“Nulla di nuovo da Fratelli d’Italia: (…) è l’ennesima presa per i fondelli da un partito di statalisti, centralisti e romanocentrici che si ispira al fascismo. (…) Parlano di autonomia, ma come federalismo municipale. Ma di cosa stiamo parlando?”. Già: di cosa stiamo parlando? Parliamo dell’emorragia che drena consensi dalla Lega al partito di Giorgia Meloni: alleati sì, ma anche, se non soprattutto, concorrenti in una competizione tutta interna al centrodestra. E la frase con i due omissis, durissima, non l’ha pronunciata un avversario dell’antifascismo militante (magari, toh, giusto un po’ fan del Titolo V della Carta, riformato dal centrosinistra nel 2001). L’ha proferita il 9 settembre, cioè appena dieci giorni fa, un leghista di provata fede, per la precisione il capogruppo regionale in Veneto Nicola Finco.

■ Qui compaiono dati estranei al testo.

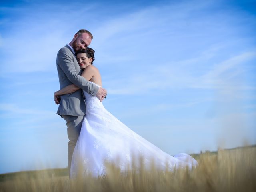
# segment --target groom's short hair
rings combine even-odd
[[[77,33],[76,33],[76,34],[78,35],[78,36],[80,36],[82,33],[86,33],[87,34],[88,34],[89,35],[89,36],[91,39],[92,39],[93,38],[92,34],[90,31],[86,29],[80,29],[77,32]]]

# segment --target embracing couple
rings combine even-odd
[[[94,51],[88,47],[92,38],[90,32],[81,29],[57,56],[61,89],[54,98],[59,104],[57,114],[66,122],[70,176],[75,177],[78,172],[95,176],[104,174],[106,162],[125,171],[134,157],[142,157],[146,168],[153,160],[162,170],[166,165],[170,170],[196,166],[196,161],[188,154],[174,157],[164,152],[105,108],[102,101],[107,91],[102,88],[98,70],[92,65]]]

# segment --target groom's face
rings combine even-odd
[[[73,42],[72,46],[76,52],[81,49],[85,49],[92,42],[92,39],[86,33],[82,33],[80,36],[76,34],[74,37],[75,39]]]

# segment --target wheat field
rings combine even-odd
[[[114,164],[106,175],[70,180],[66,169],[0,175],[0,192],[255,192],[255,146],[195,154],[191,170],[159,171],[143,166],[125,173]]]

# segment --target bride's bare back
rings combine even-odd
[[[101,76],[99,70],[92,65],[89,65],[85,68],[82,76],[87,80],[93,82],[102,86]]]

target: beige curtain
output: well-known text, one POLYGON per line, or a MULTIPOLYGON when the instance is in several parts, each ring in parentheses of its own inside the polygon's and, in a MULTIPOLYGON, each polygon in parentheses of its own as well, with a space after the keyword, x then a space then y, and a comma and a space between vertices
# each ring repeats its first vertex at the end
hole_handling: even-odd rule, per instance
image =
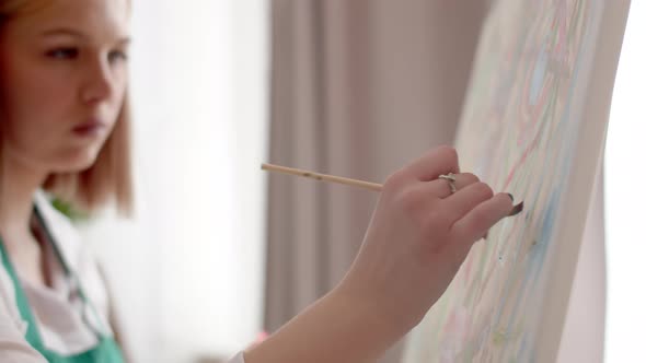
MULTIPOLYGON (((382 182, 451 143, 487 1, 274 0, 272 163, 382 182)), ((265 324, 332 289, 378 196, 270 175, 265 324)), ((395 348, 382 362, 397 362, 395 348)))

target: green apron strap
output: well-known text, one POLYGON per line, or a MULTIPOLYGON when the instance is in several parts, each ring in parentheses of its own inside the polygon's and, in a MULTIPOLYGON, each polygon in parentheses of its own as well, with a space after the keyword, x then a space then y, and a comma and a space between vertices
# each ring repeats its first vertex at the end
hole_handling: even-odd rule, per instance
POLYGON ((41 229, 45 233, 45 238, 47 239, 47 242, 51 246, 51 249, 54 249, 54 255, 56 255, 56 258, 58 259, 60 266, 62 267, 62 270, 64 270, 66 277, 71 282, 72 289, 77 290, 79 296, 81 296, 81 300, 83 301, 84 306, 83 306, 82 316, 83 316, 83 319, 85 320, 85 324, 88 325, 88 327, 90 327, 90 329, 94 330, 94 333, 97 336, 97 338, 101 339, 101 338, 105 337, 107 335, 108 330, 103 325, 103 323, 100 318, 99 312, 96 312, 96 308, 94 307, 94 304, 92 304, 92 302, 90 302, 90 298, 88 298, 88 295, 85 295, 85 292, 83 291, 83 286, 81 285, 81 280, 78 278, 78 276, 74 273, 74 271, 72 271, 69 268, 67 260, 65 259, 65 257, 62 256, 62 254, 60 251, 60 248, 58 247, 58 243, 56 242, 56 239, 54 238, 54 236, 49 232, 49 226, 47 225, 47 222, 45 221, 45 219, 43 218, 43 214, 41 213, 41 211, 38 210, 38 208, 35 204, 34 204, 34 215, 36 216, 36 220, 38 221, 41 229), (97 327, 94 327, 94 325, 91 321, 88 321, 88 318, 85 315, 85 308, 90 308, 92 315, 94 316, 94 320, 96 321, 97 327))
POLYGON ((22 284, 18 279, 18 274, 15 273, 15 269, 13 268, 13 264, 11 264, 11 259, 9 258, 9 253, 4 247, 4 243, 2 238, 0 238, 0 254, 2 255, 2 265, 4 269, 11 277, 11 281, 13 282, 13 290, 15 292, 15 303, 18 304, 18 308, 20 311, 20 316, 26 320, 27 323, 27 332, 25 335, 25 339, 27 342, 34 347, 36 350, 42 351, 44 348, 43 340, 41 339, 41 333, 38 332, 38 326, 36 325, 36 319, 32 314, 32 309, 30 307, 30 302, 27 296, 25 295, 22 284))

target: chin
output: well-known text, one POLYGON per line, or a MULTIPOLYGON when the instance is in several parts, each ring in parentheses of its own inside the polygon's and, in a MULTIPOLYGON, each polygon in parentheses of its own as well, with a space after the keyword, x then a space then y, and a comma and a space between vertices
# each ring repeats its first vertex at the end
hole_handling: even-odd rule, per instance
POLYGON ((89 169, 96 162, 99 152, 84 150, 83 152, 74 153, 74 155, 67 155, 56 163, 58 167, 57 173, 80 173, 89 169))

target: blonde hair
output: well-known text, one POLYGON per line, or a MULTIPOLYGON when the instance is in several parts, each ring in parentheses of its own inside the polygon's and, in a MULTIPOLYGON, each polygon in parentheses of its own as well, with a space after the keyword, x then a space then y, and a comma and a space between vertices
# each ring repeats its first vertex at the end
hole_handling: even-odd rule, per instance
MULTIPOLYGON (((49 1, 0 0, 0 26, 21 14, 42 9, 49 1)), ((129 215, 134 194, 130 142, 130 107, 126 92, 114 129, 94 164, 77 173, 51 174, 43 188, 85 211, 114 201, 122 214, 129 215)))

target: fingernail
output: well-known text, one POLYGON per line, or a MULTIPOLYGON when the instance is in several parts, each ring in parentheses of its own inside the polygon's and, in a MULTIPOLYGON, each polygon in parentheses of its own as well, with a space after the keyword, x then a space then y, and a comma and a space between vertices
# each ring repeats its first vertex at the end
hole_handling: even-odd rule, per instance
POLYGON ((519 214, 520 212, 522 212, 523 208, 524 208, 524 202, 521 201, 520 203, 515 206, 514 209, 511 209, 511 212, 509 212, 508 216, 514 216, 514 215, 519 214))

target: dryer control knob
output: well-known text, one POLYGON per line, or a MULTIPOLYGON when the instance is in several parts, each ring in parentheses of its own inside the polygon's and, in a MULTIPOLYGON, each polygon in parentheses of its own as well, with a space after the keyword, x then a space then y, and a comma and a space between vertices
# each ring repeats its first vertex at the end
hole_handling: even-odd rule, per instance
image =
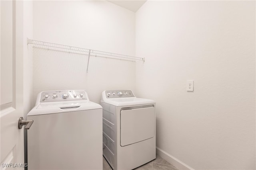
POLYGON ((66 99, 68 97, 68 94, 66 93, 64 93, 62 95, 62 98, 64 99, 66 99))

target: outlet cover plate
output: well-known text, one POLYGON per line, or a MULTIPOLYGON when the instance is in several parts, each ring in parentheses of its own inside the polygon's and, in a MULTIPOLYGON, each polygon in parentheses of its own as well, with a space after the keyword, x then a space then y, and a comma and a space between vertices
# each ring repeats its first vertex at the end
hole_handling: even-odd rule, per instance
POLYGON ((187 80, 187 91, 194 91, 194 80, 187 80))

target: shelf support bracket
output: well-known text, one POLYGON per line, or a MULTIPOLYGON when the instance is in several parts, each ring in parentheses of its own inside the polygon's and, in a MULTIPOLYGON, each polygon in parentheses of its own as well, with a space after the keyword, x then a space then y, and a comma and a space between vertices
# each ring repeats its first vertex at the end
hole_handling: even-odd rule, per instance
POLYGON ((87 62, 87 69, 86 72, 88 72, 88 67, 89 67, 89 61, 90 60, 90 57, 91 55, 91 50, 89 50, 89 54, 88 55, 88 62, 87 62))
POLYGON ((27 38, 27 45, 28 44, 33 44, 33 41, 32 39, 29 39, 28 38, 27 38))

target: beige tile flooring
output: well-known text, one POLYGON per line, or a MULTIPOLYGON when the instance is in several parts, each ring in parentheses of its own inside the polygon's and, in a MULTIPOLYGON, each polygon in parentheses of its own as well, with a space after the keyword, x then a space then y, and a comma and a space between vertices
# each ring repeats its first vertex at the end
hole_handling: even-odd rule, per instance
MULTIPOLYGON (((112 170, 107 161, 103 157, 103 170, 112 170)), ((134 170, 178 170, 178 169, 156 155, 156 158, 134 170)))

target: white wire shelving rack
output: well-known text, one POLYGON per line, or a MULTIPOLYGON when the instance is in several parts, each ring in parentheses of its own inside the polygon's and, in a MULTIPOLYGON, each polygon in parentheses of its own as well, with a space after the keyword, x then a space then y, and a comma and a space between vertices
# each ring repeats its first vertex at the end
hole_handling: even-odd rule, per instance
POLYGON ((144 58, 137 57, 129 55, 62 45, 61 44, 34 40, 28 38, 27 44, 32 44, 33 47, 36 48, 87 55, 88 55, 88 62, 87 62, 87 68, 86 70, 87 72, 88 72, 90 58, 91 56, 110 58, 132 61, 145 61, 144 58))

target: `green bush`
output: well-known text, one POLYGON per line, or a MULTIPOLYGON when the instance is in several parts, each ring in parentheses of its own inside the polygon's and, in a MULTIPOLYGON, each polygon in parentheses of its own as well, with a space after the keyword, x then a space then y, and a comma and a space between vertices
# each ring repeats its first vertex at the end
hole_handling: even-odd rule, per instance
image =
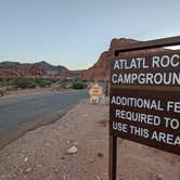
POLYGON ((26 88, 35 88, 36 85, 34 79, 20 77, 14 79, 13 85, 17 88, 26 89, 26 88))
POLYGON ((74 80, 73 81, 74 89, 83 89, 85 87, 86 87, 86 83, 83 83, 82 80, 74 80))
POLYGON ((50 87, 52 83, 52 81, 41 78, 35 79, 35 82, 41 88, 50 87))

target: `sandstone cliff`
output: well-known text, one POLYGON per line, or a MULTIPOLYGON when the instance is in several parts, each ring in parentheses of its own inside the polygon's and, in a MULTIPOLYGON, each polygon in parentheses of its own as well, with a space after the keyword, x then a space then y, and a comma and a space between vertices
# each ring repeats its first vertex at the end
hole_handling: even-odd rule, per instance
MULTIPOLYGON (((110 46, 111 49, 115 49, 119 46, 125 46, 128 43, 137 42, 137 40, 133 39, 113 39, 110 46)), ((110 51, 108 50, 108 51, 110 51)), ((100 59, 98 62, 90 68, 85 69, 81 72, 81 77, 83 79, 88 80, 99 80, 99 81, 107 81, 110 80, 110 55, 108 51, 103 52, 100 55, 100 59)))
MULTIPOLYGON (((99 80, 99 81, 108 81, 110 80, 110 52, 115 49, 119 49, 121 46, 139 42, 134 39, 126 39, 126 38, 119 38, 119 39, 113 39, 110 46, 108 51, 103 52, 100 55, 100 59, 98 62, 90 68, 85 69, 81 72, 81 77, 83 79, 88 80, 99 80)), ((144 53, 144 52, 156 52, 157 49, 150 49, 150 50, 143 50, 143 51, 131 51, 126 52, 126 54, 137 54, 137 53, 144 53)), ((158 49, 158 51, 164 51, 164 49, 158 49)))

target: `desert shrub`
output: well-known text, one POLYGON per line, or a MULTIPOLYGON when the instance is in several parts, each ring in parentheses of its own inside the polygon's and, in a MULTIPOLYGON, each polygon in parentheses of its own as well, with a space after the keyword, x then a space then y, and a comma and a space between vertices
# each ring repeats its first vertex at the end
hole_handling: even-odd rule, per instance
POLYGON ((35 79, 35 82, 41 88, 50 87, 52 83, 52 81, 48 79, 41 79, 41 78, 35 79))
POLYGON ((86 87, 86 83, 82 80, 78 79, 73 81, 72 87, 73 89, 83 89, 86 87))

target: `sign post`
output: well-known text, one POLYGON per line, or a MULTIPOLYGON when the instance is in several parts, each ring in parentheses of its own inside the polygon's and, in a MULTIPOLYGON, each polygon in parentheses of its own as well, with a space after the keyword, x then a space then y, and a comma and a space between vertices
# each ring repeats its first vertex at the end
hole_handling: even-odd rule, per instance
POLYGON ((180 50, 156 49, 178 44, 180 37, 172 37, 114 51, 110 180, 116 180, 118 137, 180 155, 180 50), (147 49, 156 50, 141 51, 147 49))

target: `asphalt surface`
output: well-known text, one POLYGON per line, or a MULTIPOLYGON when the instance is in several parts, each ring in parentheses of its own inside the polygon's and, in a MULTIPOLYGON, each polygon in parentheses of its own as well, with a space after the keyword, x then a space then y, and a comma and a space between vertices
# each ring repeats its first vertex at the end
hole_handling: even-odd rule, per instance
POLYGON ((0 99, 0 149, 28 130, 57 120, 87 90, 0 99))

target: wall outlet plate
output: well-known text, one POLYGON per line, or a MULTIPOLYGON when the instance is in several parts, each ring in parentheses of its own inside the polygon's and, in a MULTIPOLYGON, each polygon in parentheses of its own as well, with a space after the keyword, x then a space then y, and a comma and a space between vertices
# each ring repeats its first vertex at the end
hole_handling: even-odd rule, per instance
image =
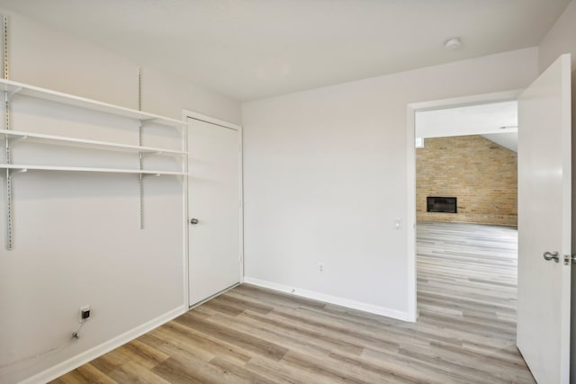
POLYGON ((78 322, 82 323, 82 321, 87 320, 88 318, 90 318, 90 306, 80 307, 78 310, 78 322), (87 316, 85 315, 86 312, 87 316))

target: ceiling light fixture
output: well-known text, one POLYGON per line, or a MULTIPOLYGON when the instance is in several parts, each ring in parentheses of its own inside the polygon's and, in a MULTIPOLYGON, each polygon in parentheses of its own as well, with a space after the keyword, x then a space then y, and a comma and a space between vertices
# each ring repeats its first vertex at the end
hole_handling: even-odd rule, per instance
POLYGON ((452 38, 444 43, 444 48, 449 50, 456 50, 462 46, 462 41, 459 38, 452 38))

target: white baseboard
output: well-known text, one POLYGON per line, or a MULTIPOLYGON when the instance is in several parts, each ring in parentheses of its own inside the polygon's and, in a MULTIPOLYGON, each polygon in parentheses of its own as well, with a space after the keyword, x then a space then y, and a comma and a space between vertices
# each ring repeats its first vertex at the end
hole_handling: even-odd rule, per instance
POLYGON ((77 354, 66 362, 62 362, 58 365, 55 365, 48 370, 42 371, 40 373, 35 374, 22 381, 20 384, 38 384, 38 383, 45 383, 57 379, 65 373, 73 371, 79 366, 86 364, 86 362, 102 356, 104 353, 109 353, 110 351, 118 348, 121 345, 125 344, 126 343, 134 340, 135 338, 146 334, 147 332, 151 331, 152 329, 172 320, 175 317, 184 314, 186 312, 188 308, 185 306, 181 306, 176 308, 170 310, 163 315, 158 316, 152 320, 142 324, 135 328, 130 329, 128 332, 125 332, 107 342, 101 344, 100 345, 96 345, 94 348, 90 348, 87 351, 83 352, 80 354, 77 354))
POLYGON ((323 301, 326 303, 335 304, 364 312, 374 313, 375 315, 384 316, 386 317, 396 318, 402 321, 410 321, 410 314, 397 309, 392 309, 385 307, 375 306, 373 304, 364 303, 361 301, 351 300, 349 299, 339 298, 337 296, 327 295, 313 290, 302 290, 295 287, 279 284, 277 282, 266 281, 260 279, 244 276, 244 282, 247 284, 256 285, 269 290, 278 290, 280 292, 289 293, 291 295, 299 296, 314 300, 323 301))

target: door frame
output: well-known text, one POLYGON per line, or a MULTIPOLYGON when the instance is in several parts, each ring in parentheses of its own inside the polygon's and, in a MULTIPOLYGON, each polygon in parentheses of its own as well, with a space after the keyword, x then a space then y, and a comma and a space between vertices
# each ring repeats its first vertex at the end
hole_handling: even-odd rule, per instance
POLYGON ((488 104, 499 102, 518 100, 522 89, 460 96, 428 102, 410 103, 407 105, 406 129, 406 164, 408 210, 407 250, 408 250, 408 321, 416 322, 418 317, 417 300, 417 264, 416 264, 416 112, 470 105, 488 104))
MULTIPOLYGON (((200 121, 204 121, 210 124, 214 124, 220 127, 227 128, 229 129, 234 129, 238 131, 238 197, 239 197, 239 205, 238 205, 238 283, 241 284, 244 281, 244 187, 242 184, 242 181, 244 180, 243 170, 244 166, 242 165, 243 158, 243 133, 242 133, 242 126, 234 124, 229 121, 225 121, 223 120, 216 119, 211 116, 207 116, 202 113, 198 113, 190 110, 182 110, 182 119, 184 122, 186 124, 186 129, 183 129, 183 142, 184 147, 183 150, 188 151, 188 119, 194 119, 200 121)), ((186 308, 192 308, 190 306, 190 273, 189 273, 189 265, 190 265, 190 238, 189 238, 189 231, 188 231, 188 158, 186 158, 184 172, 186 173, 186 176, 184 178, 184 244, 183 247, 183 258, 184 258, 184 271, 183 271, 183 281, 184 281, 184 300, 186 308)), ((198 303, 201 304, 201 303, 198 303)), ((198 305, 196 304, 196 305, 198 305)), ((193 306, 193 307, 195 307, 193 306)))

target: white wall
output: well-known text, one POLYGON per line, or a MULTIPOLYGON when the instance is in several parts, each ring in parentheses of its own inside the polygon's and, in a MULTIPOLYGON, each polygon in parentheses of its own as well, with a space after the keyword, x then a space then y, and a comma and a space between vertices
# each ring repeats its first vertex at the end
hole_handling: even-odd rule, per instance
MULTIPOLYGON (((11 79, 137 107, 136 63, 0 12, 10 15, 11 79)), ((183 108, 240 122, 239 103, 144 67, 143 109, 181 119, 183 108)), ((138 143, 133 121, 18 96, 12 110, 14 129, 138 143)), ((146 128, 144 145, 179 148, 180 134, 146 128)), ((138 166, 133 155, 50 147, 28 151, 16 143, 13 156, 22 162, 74 159, 138 166)), ((4 161, 2 149, 0 155, 4 161)), ((177 168, 174 159, 166 162, 177 168)), ((1 191, 4 183, 2 173, 1 191)), ((58 373, 58 364, 89 358, 97 352, 93 348, 113 346, 125 333, 185 308, 183 180, 162 176, 144 183, 145 229, 140 230, 136 175, 32 171, 14 175, 13 251, 6 250, 6 201, 4 192, 0 195, 0 382, 16 382, 55 366, 49 373, 58 373), (80 339, 34 358, 70 339, 78 326, 78 308, 85 304, 91 305, 92 318, 80 339)))
MULTIPOLYGON (((570 53, 572 62, 572 254, 576 253, 576 2, 568 4, 539 47, 540 72, 562 53, 570 53)), ((576 264, 572 270, 571 377, 576 378, 576 264)))
POLYGON ((576 68, 576 2, 571 2, 540 43, 539 68, 544 72, 562 53, 572 54, 576 68))
POLYGON ((522 88, 537 66, 532 48, 244 103, 246 281, 406 318, 407 104, 522 88))

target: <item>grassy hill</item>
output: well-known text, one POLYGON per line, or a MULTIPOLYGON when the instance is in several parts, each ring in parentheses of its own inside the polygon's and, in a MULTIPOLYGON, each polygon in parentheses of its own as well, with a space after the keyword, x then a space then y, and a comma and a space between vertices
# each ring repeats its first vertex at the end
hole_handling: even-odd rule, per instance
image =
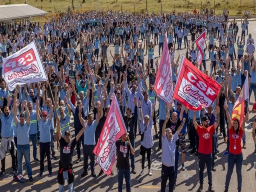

Perché è dal Veneto che bisogna partire, per immaginare il possibile scenario post-elezioni. Che molto probabilmente vedrà la Meloni portata in trionfo a Palazzo Chigi, ma che spingerà anche un assottigliato e risentito pattuglione leghista ad andare in cerca di validi pretesti per renderle la vita difficile. Cioè per sganciarsene, nel caso in cui le cose dovessero mettersi male quando l’Unione Europea, in cambio dei 200 miliardi del Pnrr, esigerà in sostanza la continuazione della politica di Draghi. Ossia, nella pratica, pretendendo dalla Meloni l’auto-sconfessione di due anni di opposizione. Ecco spiegato il motivo, non banalmente ideologico ma tutto politico, del voto di Fratelli d’Italia e della Lega contro la condanna dell’Ungheria di Viktor Orbán. Temono di finire anche loro dietro la lavagna, una volta alla guida del Paese, sia pur per motivi legati alla politica economica o alle posizioni sulla guerra in Ucraina. E allora, assediati dai maestrini di Bruxelles, e magari pure sotto i bombardamenti speculativi dei soliti “mercati”, ogni componente della coalizione dovrebbe pensare alla propria sopravvivenza. Fino, chissà, alla deflagrazione di una vera e propria crisi di governo. Mors tua vita mea.
Per mascherare meglio lo scatafascio, le parole d’ordine evergreen tornerebbero sempre buone. E qui, sul versante Lega, entra in gioco la formula magica dell’autonomia. Non è una teoria giornalistica. L’ha detto papale papale, urbi et orbi a Pontida durante il raduno del Carroccio, l’autonomista per eccellenza, Luca Zaia: “L’autonomia vale anche la messa in discussione di un governo”. Si dirà: sparate da campagna elettorale. In parte è così, ma rappresentano l’avvisaglia di un dissidio per ora latente, uscito allo scoperto soltanto di sfuggita, ma che ha tutte le caratteristiche per esplodere se le condizioni per governare dovessero complicarsi. Nelle due Regioni che fanno da serbatoi di voti per la Lega, Lombardia e Veneto, e in particolare in quest’ultimo l’autonomia è la bandiera agitata da “50 anni”, per citare sempre Zaia, sognando un giorno – un giorno che non arriva mai – di diventare “paroni a casa nostra”. Si dà il caso, però, che proprio nelle pianure venete il rapporto di forza sia destinato, almeno stando alle previsioni, a rovesciarsi, con uno storico sorpasso del partito erede di Msi e An sugli orfani di Bossi. Una batosta per Matteo Salvini. E un’umiliazione cocente per Zaia nonché per i colleghi governatori Attilio Fontana e Massimo Fedriga, scalpitanti dietro le quinte per imprimere un diverso corso, più moderato e quindi, di fatto, anti-salviniano, a una Lega dissanguata dall’alleato-antagonista.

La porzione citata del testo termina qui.